I am making veggie foil packs for  and was wondering if i could write each persons name (sharpie) on each foil pack so i know whos is whos. Each foil pack has the same stuff but then adds something the previous did not have in it. was wondering if the sharpie would come off during the cook?


----------



## 6GRILLZNTN (Jul 24, 2019)

Take a small sheet of foil, write something on it with your sharpie and throw it in the oven and see what happens.


----------



## stormtrooper (Jul 24, 2019)

Good idea. Thanks!
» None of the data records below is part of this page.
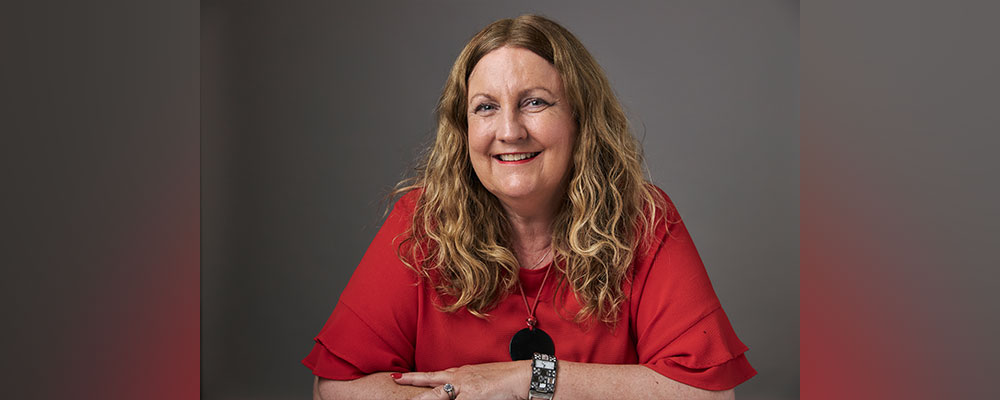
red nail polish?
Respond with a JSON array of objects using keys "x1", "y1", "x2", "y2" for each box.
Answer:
[{"x1": 391, "y1": 373, "x2": 402, "y2": 379}]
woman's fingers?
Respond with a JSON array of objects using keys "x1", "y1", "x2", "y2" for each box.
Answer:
[
  {"x1": 393, "y1": 370, "x2": 453, "y2": 387},
  {"x1": 395, "y1": 370, "x2": 464, "y2": 399},
  {"x1": 407, "y1": 384, "x2": 458, "y2": 400}
]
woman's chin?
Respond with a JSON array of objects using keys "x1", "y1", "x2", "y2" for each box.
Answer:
[{"x1": 490, "y1": 186, "x2": 557, "y2": 206}]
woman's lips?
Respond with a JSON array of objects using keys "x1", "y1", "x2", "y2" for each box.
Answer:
[{"x1": 494, "y1": 152, "x2": 541, "y2": 164}]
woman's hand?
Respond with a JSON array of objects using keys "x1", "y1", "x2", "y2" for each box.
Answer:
[{"x1": 392, "y1": 360, "x2": 532, "y2": 400}]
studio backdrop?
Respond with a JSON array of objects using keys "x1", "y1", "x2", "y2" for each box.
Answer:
[{"x1": 202, "y1": 1, "x2": 799, "y2": 399}]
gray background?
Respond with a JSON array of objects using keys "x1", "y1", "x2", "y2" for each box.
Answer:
[
  {"x1": 3, "y1": 1, "x2": 200, "y2": 399},
  {"x1": 201, "y1": 1, "x2": 798, "y2": 399},
  {"x1": 8, "y1": 1, "x2": 1000, "y2": 399}
]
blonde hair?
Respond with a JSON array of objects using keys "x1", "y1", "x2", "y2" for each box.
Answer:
[{"x1": 394, "y1": 14, "x2": 665, "y2": 325}]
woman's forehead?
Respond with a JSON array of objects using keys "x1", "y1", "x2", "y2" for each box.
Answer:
[{"x1": 467, "y1": 46, "x2": 563, "y2": 98}]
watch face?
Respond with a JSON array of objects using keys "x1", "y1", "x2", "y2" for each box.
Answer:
[{"x1": 530, "y1": 353, "x2": 557, "y2": 397}]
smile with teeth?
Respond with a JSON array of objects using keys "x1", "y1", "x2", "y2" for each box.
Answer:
[{"x1": 495, "y1": 152, "x2": 541, "y2": 162}]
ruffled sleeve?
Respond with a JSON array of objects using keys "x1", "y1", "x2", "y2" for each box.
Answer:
[
  {"x1": 631, "y1": 189, "x2": 757, "y2": 390},
  {"x1": 302, "y1": 191, "x2": 422, "y2": 380}
]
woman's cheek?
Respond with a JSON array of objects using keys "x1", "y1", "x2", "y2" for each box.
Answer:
[{"x1": 467, "y1": 125, "x2": 488, "y2": 153}]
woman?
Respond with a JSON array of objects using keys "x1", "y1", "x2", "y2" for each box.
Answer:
[{"x1": 304, "y1": 15, "x2": 756, "y2": 399}]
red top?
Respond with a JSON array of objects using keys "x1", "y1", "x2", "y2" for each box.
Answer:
[{"x1": 303, "y1": 188, "x2": 756, "y2": 391}]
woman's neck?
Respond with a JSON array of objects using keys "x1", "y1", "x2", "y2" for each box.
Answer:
[{"x1": 504, "y1": 206, "x2": 556, "y2": 270}]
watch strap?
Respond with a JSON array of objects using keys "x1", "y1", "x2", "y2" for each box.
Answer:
[{"x1": 529, "y1": 352, "x2": 557, "y2": 399}]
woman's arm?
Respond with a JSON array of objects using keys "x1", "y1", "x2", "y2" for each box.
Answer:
[
  {"x1": 395, "y1": 360, "x2": 735, "y2": 400},
  {"x1": 553, "y1": 362, "x2": 734, "y2": 400},
  {"x1": 314, "y1": 373, "x2": 429, "y2": 400}
]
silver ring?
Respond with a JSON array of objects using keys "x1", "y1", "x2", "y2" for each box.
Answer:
[{"x1": 443, "y1": 383, "x2": 456, "y2": 400}]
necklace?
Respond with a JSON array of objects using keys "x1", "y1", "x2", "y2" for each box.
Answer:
[
  {"x1": 524, "y1": 246, "x2": 551, "y2": 270},
  {"x1": 509, "y1": 248, "x2": 556, "y2": 360}
]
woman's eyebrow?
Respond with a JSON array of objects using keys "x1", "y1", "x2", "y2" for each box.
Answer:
[
  {"x1": 468, "y1": 93, "x2": 497, "y2": 103},
  {"x1": 519, "y1": 86, "x2": 555, "y2": 97},
  {"x1": 468, "y1": 87, "x2": 555, "y2": 103}
]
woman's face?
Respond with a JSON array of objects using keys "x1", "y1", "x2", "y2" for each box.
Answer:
[{"x1": 466, "y1": 46, "x2": 577, "y2": 214}]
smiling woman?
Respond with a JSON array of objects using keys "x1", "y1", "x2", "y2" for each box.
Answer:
[
  {"x1": 304, "y1": 14, "x2": 755, "y2": 400},
  {"x1": 467, "y1": 46, "x2": 577, "y2": 223}
]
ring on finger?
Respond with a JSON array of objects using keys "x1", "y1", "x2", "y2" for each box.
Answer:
[{"x1": 443, "y1": 383, "x2": 456, "y2": 400}]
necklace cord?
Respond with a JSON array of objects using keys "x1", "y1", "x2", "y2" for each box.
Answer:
[{"x1": 517, "y1": 248, "x2": 553, "y2": 330}]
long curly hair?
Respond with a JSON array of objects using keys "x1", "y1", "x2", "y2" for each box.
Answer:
[{"x1": 394, "y1": 14, "x2": 665, "y2": 325}]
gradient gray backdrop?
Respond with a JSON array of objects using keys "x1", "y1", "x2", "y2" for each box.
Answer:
[{"x1": 202, "y1": 1, "x2": 798, "y2": 399}]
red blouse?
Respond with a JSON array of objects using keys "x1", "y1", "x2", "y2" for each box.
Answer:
[{"x1": 303, "y1": 188, "x2": 756, "y2": 391}]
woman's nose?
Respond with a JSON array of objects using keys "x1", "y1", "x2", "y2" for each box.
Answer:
[{"x1": 497, "y1": 109, "x2": 527, "y2": 142}]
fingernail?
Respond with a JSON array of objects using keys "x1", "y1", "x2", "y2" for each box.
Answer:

Heres hoping to no shrinky dinks!


----------



## 6GRILLZNTN (Jul 24, 2019)

Good luck with the cook storm!


----------



## chilerelleno (Jul 24, 2019)

If marker ink burns off, you can use any semi- dull pointed object to write/inscribe the foil. A
ball point pen leaves a little ink but a clear imprint.
Ya just need one or two initials.


----------



## stormtrooper (Jul 24, 2019)

Leaving a little ink wont be a prob as long as i can tell the diff between the packs. If the foil in oven test doest work ill do that


----------



## stormtrooper (Jul 24, 2019)

Well the oven test did not work. The sharpie totally disappeared from the foil


----------



## 6GRILLZNTN (Jul 24, 2019)

I'd follow Chili's advice then.  Dude knows his stuff.


----------